I dedicated myself to interdisciplinary research when I was a sophomore at the University of Science and Technology of China (USTC). At that time, I was an engineering major and worked in a computational lab that used mathematical and physical models to help experimentalists to explain experimental phenomena and reveal mechanisms. Unsatisfied about only developing explanatory models, I switched my interest to computational biochemistry when I was a senior, hoping to develop predictive models to better assist researchers to design experiments.
At the University of Maryland, I'm advised by Prof. David Fushman, a structural biologist, and Prof. Max Leiserson, a computational scientist and computational biologist. In Prof. Fushman’s lab, my research focuses on studying the conformations of proteins via the integration of different NMR data. In Prof. Leiserson’s lab, I develop algorithms to study peptides presented on cell surfaces (antigen presentation), and work on missing link prediction methods for biological networks. I study different proteins in both labs, but the major goal is unified: help experimentalists to integrate experiment data from different sources to gain insights into biological interactions.

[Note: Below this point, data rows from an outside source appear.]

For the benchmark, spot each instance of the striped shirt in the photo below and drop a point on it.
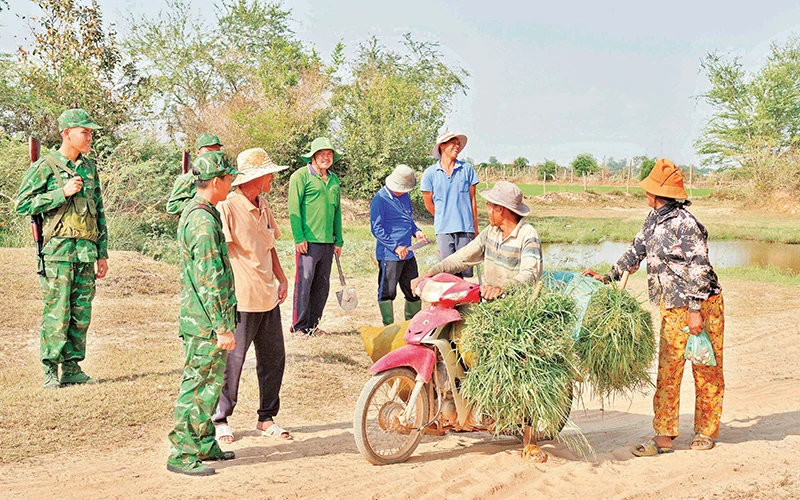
(510, 260)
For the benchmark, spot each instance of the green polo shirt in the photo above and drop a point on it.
(315, 212)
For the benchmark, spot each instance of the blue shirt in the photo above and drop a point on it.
(390, 218)
(451, 199)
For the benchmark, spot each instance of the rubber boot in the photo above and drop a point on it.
(50, 375)
(387, 311)
(412, 308)
(72, 374)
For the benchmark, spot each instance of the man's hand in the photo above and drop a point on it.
(102, 268)
(73, 186)
(226, 341)
(401, 251)
(415, 283)
(592, 274)
(696, 323)
(489, 292)
(283, 291)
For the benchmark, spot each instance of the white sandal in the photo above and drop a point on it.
(223, 430)
(277, 431)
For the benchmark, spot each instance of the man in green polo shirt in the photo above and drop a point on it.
(183, 190)
(315, 216)
(64, 188)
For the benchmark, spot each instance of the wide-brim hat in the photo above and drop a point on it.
(402, 179)
(212, 164)
(665, 180)
(444, 138)
(254, 163)
(317, 145)
(506, 195)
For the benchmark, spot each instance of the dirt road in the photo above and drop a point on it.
(111, 439)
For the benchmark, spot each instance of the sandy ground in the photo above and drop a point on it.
(756, 456)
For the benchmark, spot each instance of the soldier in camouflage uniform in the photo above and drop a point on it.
(683, 283)
(207, 320)
(183, 190)
(64, 188)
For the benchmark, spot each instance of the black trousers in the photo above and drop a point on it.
(312, 284)
(263, 330)
(396, 272)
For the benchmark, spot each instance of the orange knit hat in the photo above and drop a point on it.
(665, 180)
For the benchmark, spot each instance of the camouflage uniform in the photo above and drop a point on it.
(68, 286)
(208, 307)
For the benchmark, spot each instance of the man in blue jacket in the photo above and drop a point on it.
(390, 216)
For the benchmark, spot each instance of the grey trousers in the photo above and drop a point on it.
(263, 330)
(311, 286)
(448, 243)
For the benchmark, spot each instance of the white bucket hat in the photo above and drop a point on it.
(254, 163)
(444, 138)
(402, 179)
(506, 195)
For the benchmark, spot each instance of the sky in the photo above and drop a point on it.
(547, 80)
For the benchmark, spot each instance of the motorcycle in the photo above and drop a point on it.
(416, 389)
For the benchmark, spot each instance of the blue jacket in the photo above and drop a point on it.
(390, 218)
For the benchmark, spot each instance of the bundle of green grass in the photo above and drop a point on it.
(522, 361)
(616, 344)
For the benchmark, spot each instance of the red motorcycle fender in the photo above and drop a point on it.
(420, 359)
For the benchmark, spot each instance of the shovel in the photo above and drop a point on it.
(347, 296)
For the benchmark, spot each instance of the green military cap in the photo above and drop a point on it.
(212, 164)
(75, 118)
(206, 139)
(319, 144)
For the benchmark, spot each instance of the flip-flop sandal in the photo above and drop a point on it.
(701, 442)
(277, 431)
(650, 449)
(223, 431)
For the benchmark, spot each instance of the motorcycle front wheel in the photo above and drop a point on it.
(383, 434)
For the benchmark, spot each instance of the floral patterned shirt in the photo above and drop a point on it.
(676, 247)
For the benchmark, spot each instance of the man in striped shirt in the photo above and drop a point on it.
(509, 247)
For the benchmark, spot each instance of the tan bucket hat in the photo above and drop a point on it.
(444, 138)
(507, 195)
(254, 163)
(665, 180)
(402, 179)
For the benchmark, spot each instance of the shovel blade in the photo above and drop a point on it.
(347, 298)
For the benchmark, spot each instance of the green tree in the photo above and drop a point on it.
(73, 60)
(584, 164)
(244, 75)
(521, 163)
(390, 109)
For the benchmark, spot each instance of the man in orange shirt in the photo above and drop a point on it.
(261, 286)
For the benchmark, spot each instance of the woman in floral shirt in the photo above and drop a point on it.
(681, 280)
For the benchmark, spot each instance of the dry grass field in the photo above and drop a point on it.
(109, 440)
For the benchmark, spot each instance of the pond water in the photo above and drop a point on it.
(721, 253)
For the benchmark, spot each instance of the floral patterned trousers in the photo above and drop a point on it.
(709, 384)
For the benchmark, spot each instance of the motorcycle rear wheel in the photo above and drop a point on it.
(381, 436)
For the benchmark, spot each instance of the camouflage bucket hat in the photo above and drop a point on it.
(212, 164)
(319, 144)
(206, 139)
(76, 118)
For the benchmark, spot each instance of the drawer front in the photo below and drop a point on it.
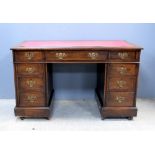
(28, 56)
(31, 99)
(121, 84)
(120, 99)
(76, 55)
(29, 69)
(34, 83)
(122, 69)
(122, 56)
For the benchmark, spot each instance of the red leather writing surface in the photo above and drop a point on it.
(65, 44)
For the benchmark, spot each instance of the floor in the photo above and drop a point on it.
(78, 115)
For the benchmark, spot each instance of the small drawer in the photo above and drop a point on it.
(122, 69)
(120, 99)
(28, 56)
(76, 55)
(121, 84)
(31, 99)
(122, 56)
(29, 69)
(34, 83)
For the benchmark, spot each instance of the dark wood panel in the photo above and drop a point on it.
(119, 99)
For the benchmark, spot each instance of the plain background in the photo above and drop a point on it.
(77, 81)
(92, 143)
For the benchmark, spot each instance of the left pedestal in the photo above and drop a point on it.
(33, 93)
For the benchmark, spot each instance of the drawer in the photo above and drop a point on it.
(29, 69)
(31, 99)
(120, 99)
(28, 56)
(121, 84)
(122, 69)
(122, 56)
(76, 55)
(34, 83)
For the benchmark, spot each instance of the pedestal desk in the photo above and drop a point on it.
(117, 72)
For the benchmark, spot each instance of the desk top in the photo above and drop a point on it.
(83, 44)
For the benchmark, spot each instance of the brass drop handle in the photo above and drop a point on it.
(119, 99)
(31, 83)
(61, 55)
(121, 83)
(29, 55)
(31, 98)
(123, 55)
(122, 70)
(30, 69)
(92, 55)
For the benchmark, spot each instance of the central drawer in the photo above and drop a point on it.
(76, 55)
(30, 69)
(28, 56)
(122, 69)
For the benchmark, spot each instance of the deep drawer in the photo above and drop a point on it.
(28, 56)
(34, 83)
(121, 84)
(76, 55)
(122, 69)
(31, 99)
(120, 99)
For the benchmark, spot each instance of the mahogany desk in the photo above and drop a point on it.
(117, 72)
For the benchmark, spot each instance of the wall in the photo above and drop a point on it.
(75, 81)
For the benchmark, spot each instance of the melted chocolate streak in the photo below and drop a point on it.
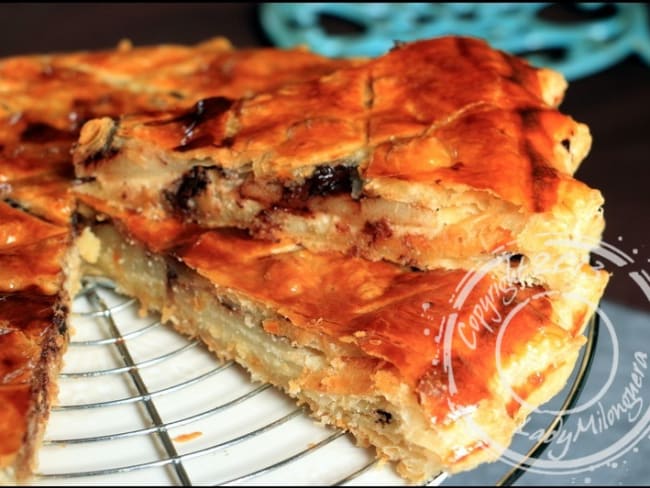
(202, 111)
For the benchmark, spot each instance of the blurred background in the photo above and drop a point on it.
(602, 48)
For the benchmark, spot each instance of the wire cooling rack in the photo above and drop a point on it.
(140, 404)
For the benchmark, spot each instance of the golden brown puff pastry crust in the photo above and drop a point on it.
(285, 117)
(33, 331)
(406, 157)
(382, 329)
(44, 100)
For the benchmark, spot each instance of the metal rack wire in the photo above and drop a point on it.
(141, 404)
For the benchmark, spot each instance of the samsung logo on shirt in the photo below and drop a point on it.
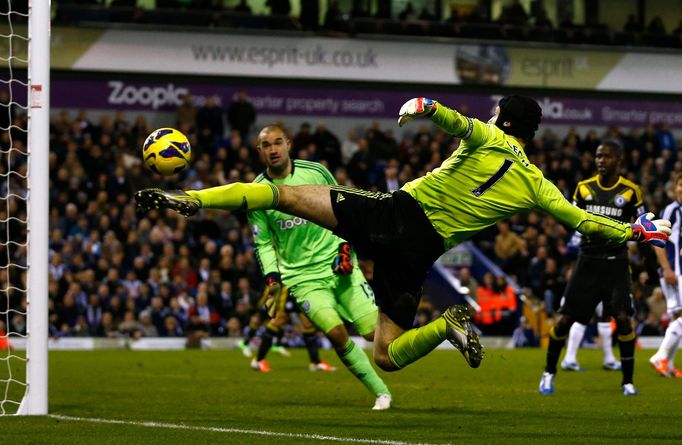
(604, 210)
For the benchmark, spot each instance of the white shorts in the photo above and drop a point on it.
(673, 295)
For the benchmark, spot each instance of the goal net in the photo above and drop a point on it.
(24, 148)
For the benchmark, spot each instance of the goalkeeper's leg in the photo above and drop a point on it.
(312, 202)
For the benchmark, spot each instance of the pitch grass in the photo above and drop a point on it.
(437, 400)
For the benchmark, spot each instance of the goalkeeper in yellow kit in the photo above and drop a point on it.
(487, 178)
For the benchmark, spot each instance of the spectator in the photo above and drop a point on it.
(507, 244)
(241, 114)
(185, 115)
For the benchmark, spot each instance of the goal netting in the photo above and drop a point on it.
(24, 108)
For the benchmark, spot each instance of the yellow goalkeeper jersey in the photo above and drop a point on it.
(489, 178)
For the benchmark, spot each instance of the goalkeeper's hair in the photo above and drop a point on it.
(523, 115)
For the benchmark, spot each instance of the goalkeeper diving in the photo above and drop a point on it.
(486, 179)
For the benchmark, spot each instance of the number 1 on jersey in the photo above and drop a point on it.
(504, 168)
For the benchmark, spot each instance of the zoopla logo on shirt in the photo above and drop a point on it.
(288, 224)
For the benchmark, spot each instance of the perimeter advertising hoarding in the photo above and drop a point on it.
(426, 62)
(346, 102)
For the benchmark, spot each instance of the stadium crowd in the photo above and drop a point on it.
(112, 274)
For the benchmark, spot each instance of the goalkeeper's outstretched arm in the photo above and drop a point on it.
(451, 121)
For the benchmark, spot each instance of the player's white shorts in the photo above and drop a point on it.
(673, 295)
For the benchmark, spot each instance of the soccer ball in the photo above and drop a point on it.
(166, 151)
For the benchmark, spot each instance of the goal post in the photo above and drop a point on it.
(35, 397)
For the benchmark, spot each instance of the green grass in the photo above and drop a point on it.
(437, 400)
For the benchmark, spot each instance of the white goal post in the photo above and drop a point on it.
(35, 397)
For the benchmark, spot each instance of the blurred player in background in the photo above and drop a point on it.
(601, 274)
(274, 330)
(612, 195)
(671, 281)
(314, 264)
(488, 178)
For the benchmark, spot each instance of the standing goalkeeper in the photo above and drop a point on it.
(315, 265)
(487, 178)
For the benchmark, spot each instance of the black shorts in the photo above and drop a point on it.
(598, 279)
(392, 230)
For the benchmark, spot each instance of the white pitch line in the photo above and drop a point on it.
(180, 426)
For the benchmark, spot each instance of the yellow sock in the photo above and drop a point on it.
(238, 196)
(416, 343)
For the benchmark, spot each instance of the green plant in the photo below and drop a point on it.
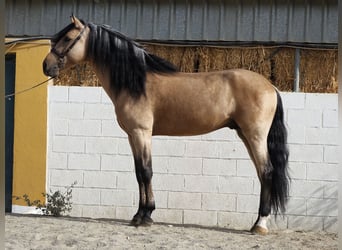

Gradually, I realized that many scientific programs are not easy to use for general researchers since they don’t have graphical user interfaces and require some knowledge in Java/MATLAB. Moreover, they are separate programs and if someone wants to do a bunch of analysis, they have to install multiple programs and deal with different runtime environments of different languages. When I work with biochemists, I find they are often unwilling to install and run those heterogeneous programs. More importantly, it’s not easy for biochemists to find those programs. Some algorithms are published on prestigious journals, for example, Prof. David Fushman’s group published PATI (Prediction of Alignment Tensor through Integration) in the Journal of American Society of Chemistry (JACS), but the huge potential applications in biochemistry may be overshadowed by complicated theoretical details in that paper. As a result, even biochemists who need the software can’t find the software if only at a glimpse of the paper.
Therefore, as a first-year Ph.D. student, my short-term goal is to transform our off-line software into web-based applications and make them more accessible to biochemists. The first time I heard about GenApp, I realized that was exactly the framework I was looking for. I hope by utilizing GenApp, any biochemist in this world can easily find our programs if they want to do similar analysis, and they can run programs on web servers smoothly without any prior knowledge in MATLAB/Java. Hopefully, we can even collect feedback from them to make further improvements.
Sponsored by Science Gateways Community Institute, I realized my goal this summer. With the assistance of Dr. Emre Brookes, Dr. Alexey Savelyev and Dr. David Fushman, I modified an existing program called ROTDIF, a versatile software package that enables researchers to perform accurate and comprehensive analysis of NMR relaxation data in order to determine the rotational diffusion tensors and characterize the amplitudes and time scales of internal motions in biological macromolecules (proteins and nucleic acids). Using the GenApp technology for scientific gateways (https://genapp.rocks), I successfully developed a science gateway for ROTDIF that provides advanced computational functionalities, streamlines data input, storage, and output, and enables interactive 2D and 3D plotting and visualization. These features will dramatically improve the user experience and broaden the number of potential users of this gateway. I will present specific examples illustrating data input, functionality, and output visualization in a poster. I also firmly believe that others in science gateways related to the biological structural community will be able to use these new tools to advance their research capabilities and to enhance their research experience.
In the future, I intend to transform and make available through GenApp other software packages and modules for NMR data analysis that we developed. Moreover, I will also take GenApp into account at the beginning of designing any original program.
I will continue devoting myself to developing useful algorithms combined with the first-hand information gained by experimentalists and cutting-edge algorithms for biochemists who always look for rationale in performing experiments. Meanwhile, I am determined to join more projects working on science gateways since they can successfully bridges researchers in experimental and computational areas.